Puy-de-Dôme : un forcené tue trois gendarmes, un quatrième est blessé

23 décembre 2020 à 8h13 par Julia Maz-Loumides

Près de Saint-Just, dans le Puy-de-Dôme, un forcené a tué trois gendarmes dans la nuit de mardi 22 à mercredi 23 décembre. Ils intervenaient pour des violences intra-familiales.

ALOUETTE
Crédit: Archives

Les militaires, qui appartenaient à la compagnie d'Ambert, ont été blessés mortellement par arme à feu alors qu'ils tentaient de porter secours à une femme ayant trouvé refuge sur le toit d'une maison. Celle-ci a finalement pu être mise en sécurité.

Les victimes sont le brigadier Arno Mavel (21 ans), le lieutenant Cyrille Morel (45 ans) et l'adjudant Remi Dupuis (37 ans), a indiqué le ministère de l'Intérieur dans un communiqué.

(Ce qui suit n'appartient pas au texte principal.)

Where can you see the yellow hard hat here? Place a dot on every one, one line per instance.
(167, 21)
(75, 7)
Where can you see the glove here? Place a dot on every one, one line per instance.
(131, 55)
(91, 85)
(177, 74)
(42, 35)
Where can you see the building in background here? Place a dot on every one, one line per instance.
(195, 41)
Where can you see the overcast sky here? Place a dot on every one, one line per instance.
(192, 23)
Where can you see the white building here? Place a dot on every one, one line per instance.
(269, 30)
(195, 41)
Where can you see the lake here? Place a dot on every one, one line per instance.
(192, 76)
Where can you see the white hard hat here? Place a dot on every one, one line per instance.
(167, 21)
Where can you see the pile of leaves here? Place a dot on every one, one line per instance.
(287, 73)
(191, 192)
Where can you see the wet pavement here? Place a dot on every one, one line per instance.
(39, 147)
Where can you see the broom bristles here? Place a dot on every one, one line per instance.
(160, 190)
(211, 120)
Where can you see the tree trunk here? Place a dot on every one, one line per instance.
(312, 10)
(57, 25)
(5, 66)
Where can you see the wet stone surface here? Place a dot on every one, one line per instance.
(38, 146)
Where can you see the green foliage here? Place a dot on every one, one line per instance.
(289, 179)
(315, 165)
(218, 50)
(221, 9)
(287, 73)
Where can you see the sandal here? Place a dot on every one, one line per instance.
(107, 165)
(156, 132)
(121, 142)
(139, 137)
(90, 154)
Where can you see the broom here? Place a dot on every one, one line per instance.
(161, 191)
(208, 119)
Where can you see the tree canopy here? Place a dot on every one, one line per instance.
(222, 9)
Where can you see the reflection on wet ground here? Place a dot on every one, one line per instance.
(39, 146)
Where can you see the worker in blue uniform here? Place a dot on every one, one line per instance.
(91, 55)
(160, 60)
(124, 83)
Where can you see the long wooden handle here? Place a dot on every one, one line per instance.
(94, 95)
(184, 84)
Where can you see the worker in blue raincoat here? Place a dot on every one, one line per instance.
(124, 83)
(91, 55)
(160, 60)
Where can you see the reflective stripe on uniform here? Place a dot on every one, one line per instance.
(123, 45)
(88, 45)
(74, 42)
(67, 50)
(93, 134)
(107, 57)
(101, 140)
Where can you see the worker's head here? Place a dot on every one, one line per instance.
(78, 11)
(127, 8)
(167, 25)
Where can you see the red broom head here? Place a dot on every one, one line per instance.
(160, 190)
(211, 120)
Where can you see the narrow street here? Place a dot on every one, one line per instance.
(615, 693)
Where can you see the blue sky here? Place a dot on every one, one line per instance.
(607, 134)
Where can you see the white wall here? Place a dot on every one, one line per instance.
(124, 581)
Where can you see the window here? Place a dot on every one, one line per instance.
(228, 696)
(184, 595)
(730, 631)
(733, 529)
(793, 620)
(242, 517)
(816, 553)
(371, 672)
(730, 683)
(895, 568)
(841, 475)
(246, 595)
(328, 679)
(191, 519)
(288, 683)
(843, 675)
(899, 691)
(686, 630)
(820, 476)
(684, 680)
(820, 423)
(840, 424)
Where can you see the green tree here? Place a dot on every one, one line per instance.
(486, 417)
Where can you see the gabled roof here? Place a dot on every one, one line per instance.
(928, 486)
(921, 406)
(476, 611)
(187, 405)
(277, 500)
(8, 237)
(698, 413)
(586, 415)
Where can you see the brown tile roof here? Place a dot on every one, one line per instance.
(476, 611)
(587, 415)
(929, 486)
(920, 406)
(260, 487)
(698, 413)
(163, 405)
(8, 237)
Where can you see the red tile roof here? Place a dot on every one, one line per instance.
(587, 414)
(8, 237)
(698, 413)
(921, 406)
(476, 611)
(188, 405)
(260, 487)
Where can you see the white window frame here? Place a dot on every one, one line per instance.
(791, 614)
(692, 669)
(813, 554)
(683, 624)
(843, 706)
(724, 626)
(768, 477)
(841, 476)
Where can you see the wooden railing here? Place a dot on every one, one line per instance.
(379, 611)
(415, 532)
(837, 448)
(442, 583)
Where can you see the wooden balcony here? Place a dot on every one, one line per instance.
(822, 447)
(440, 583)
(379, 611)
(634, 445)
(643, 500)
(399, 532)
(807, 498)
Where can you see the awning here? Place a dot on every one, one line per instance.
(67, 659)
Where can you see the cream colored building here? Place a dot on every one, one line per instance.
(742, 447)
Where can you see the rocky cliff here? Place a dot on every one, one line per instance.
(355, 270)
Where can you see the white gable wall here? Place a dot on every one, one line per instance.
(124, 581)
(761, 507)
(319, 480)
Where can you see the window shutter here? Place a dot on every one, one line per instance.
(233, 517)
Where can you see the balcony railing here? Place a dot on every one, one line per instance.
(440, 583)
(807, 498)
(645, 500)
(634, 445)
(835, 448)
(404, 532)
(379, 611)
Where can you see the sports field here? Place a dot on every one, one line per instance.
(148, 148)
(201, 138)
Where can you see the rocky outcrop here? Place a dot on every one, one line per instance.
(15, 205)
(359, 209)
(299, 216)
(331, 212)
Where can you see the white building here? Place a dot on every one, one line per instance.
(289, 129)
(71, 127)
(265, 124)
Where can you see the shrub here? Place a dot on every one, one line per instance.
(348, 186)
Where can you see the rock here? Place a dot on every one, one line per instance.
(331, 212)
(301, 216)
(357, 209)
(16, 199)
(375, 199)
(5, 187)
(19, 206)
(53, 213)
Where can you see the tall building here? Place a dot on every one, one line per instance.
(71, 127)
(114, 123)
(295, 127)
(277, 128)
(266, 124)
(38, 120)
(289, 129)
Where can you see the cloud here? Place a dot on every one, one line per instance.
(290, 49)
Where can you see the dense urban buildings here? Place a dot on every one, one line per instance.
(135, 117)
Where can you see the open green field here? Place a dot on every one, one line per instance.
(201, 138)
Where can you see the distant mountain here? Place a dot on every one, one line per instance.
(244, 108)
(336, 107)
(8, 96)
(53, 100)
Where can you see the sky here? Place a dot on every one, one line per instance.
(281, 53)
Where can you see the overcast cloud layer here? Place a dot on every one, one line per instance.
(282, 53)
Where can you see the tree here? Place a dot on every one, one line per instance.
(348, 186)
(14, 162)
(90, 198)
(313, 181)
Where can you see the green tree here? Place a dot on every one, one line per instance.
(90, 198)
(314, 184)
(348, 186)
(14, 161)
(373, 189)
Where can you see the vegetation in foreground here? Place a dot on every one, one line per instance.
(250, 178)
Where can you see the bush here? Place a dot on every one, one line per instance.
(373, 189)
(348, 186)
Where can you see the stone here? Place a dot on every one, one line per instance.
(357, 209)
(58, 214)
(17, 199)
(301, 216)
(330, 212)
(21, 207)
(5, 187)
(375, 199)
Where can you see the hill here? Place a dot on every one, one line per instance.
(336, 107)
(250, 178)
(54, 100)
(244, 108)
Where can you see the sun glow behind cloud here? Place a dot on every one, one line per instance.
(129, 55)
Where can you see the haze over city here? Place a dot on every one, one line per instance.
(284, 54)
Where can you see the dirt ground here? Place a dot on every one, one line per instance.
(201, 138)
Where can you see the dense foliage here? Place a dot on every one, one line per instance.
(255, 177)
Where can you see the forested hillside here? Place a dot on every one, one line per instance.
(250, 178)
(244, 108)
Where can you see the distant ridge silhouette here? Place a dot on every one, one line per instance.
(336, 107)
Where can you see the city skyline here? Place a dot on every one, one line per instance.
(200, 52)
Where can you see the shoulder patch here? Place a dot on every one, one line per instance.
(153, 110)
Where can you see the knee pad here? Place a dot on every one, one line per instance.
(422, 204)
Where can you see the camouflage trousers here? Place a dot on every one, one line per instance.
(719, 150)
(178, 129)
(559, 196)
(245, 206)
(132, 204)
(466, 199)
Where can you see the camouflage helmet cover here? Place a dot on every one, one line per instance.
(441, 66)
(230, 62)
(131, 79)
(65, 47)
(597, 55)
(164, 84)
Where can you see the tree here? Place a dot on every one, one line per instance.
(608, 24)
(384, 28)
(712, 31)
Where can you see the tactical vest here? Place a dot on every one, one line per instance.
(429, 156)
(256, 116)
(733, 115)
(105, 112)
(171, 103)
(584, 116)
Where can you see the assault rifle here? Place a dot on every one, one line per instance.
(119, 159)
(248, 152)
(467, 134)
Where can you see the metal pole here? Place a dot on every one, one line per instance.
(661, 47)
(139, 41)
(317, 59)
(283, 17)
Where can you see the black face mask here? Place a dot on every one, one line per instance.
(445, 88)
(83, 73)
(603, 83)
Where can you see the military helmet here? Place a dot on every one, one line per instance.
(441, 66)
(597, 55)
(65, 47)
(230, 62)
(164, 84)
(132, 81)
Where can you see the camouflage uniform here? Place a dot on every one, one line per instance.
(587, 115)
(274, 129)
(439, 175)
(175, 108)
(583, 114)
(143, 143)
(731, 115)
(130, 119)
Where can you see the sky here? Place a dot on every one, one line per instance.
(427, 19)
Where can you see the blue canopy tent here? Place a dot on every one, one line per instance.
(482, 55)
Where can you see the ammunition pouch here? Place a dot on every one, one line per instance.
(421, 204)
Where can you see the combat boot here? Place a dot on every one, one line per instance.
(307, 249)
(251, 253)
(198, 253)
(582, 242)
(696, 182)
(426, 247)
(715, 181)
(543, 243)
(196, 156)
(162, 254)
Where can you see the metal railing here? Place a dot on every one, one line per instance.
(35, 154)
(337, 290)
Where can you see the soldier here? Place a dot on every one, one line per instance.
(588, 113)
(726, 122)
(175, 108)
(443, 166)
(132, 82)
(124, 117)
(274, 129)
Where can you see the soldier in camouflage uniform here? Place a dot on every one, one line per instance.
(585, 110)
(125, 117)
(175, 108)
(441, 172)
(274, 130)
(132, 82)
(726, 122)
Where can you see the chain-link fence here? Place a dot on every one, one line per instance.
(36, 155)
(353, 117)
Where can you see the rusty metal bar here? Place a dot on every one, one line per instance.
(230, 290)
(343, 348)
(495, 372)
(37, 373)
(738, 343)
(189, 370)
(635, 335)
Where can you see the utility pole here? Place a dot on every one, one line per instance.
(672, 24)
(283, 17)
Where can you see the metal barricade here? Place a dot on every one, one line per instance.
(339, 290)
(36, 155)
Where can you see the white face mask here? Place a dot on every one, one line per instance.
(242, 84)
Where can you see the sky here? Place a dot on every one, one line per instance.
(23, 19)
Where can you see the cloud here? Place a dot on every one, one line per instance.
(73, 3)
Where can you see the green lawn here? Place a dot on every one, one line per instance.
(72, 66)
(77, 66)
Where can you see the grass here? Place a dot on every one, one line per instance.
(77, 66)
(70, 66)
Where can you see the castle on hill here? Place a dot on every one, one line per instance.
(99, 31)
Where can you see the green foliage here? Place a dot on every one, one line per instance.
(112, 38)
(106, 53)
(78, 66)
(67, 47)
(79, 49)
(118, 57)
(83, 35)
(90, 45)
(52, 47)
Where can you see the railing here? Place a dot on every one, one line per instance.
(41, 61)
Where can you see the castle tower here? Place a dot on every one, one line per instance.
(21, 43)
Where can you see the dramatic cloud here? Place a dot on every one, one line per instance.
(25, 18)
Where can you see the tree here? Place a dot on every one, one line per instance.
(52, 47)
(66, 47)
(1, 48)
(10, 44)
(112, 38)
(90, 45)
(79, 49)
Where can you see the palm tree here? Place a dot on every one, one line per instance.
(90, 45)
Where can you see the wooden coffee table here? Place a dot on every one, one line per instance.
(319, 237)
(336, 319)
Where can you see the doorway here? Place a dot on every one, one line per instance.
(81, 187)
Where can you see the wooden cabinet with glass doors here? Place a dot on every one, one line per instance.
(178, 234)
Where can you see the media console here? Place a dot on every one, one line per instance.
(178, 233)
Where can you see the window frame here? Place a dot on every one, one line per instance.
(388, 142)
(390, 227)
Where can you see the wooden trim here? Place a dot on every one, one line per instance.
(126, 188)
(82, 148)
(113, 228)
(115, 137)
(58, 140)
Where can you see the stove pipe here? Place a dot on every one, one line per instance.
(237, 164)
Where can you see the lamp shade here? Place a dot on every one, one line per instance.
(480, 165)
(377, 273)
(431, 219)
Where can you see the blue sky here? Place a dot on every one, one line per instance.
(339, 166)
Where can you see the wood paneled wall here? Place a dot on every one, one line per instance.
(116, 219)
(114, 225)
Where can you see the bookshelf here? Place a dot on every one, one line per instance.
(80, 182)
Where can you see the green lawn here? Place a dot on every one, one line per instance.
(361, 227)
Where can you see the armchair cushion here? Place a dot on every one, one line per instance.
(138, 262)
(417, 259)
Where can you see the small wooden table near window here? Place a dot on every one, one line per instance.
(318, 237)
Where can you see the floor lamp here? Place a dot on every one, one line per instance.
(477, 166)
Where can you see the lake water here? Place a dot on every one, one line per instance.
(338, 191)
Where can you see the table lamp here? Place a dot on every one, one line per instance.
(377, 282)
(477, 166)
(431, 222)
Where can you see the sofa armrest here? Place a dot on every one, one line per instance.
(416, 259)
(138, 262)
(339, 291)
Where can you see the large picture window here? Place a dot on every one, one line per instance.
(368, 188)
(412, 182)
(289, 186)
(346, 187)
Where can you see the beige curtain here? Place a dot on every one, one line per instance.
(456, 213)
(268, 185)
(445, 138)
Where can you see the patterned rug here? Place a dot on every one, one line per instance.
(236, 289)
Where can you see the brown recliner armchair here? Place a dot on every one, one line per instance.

Le suspect, un homme de 48 ans, était toujours recherché en début de matinée. Les forces de l'ordre, qui ont fait l'objet d'importants renforts dans la nuit, ont installé des barrages pour bloquer toutes les voies d'accès au lieu du drame.

Violences conjugales

Peu après 00h, deux gendarmes, alertés pour des faits de violence sur conjoint, ont été visés par des tirs après avoir tenté de s'approcher de la maison où la femme menacée s'était réfugiée. L'un d'eux est décédé des suites de ses blessures tandis que le deuxième, blessé à la cuisse, a été transporté par les pompiers vers le centre hospitalier d'Ambert.

Après ces premiers tirs, le forcené a mis le feu à sa maison. Des gendarmes présents aux abords de l'habitation et cherchant à savoir si les pompiers pouvaient s'engager pour éteindre l'incendie ont à leur tour été visés. L'homme, retranché chez lui et lourdement armé, a alors fait deux nouvelles victimes parmi les militaires, a confirmé à l'AFP le parquet de Clermont-Ferrand.

Le GIGN sur place

Les pompiers n'ont pu s'approcher des deux hommes qu'après plusieurs dizaines de minutes, le temps de sécuriser le périmètre. Appelé sur les lieux du drame, le Samu n'a rien pu faire pour les ranimer.

Le GIGN est arrivé sur place vers 2h30, a indiqué le ministère de l'Intérieur. "Au moins sept (de ses membres) sont sur place. Les plus grandes précautions sont prises au regard de la dangerosité de l'individu", a indiqué à l'AFP une source proche de l'enquête.

"C'est une opération de gendarmerie qui s'inscrit dans un cadre de violences intra-familiales qui a connu des suites et qui est toujours en cours de développement. Les moyens extra-départementaux sont largement mobilisés sur cette opération", a pour sa part fait savoir la préfecture à l'AFP.

La femme menacée est actuellement interrogée pour tenter de faire la lumière sur les faits. Le tireur serait connu pour des incidents liés à des problèmes de garde d'enfant. L'incendie n'est toujours pas maîtrisé mais ne menace pas d'autres habitations.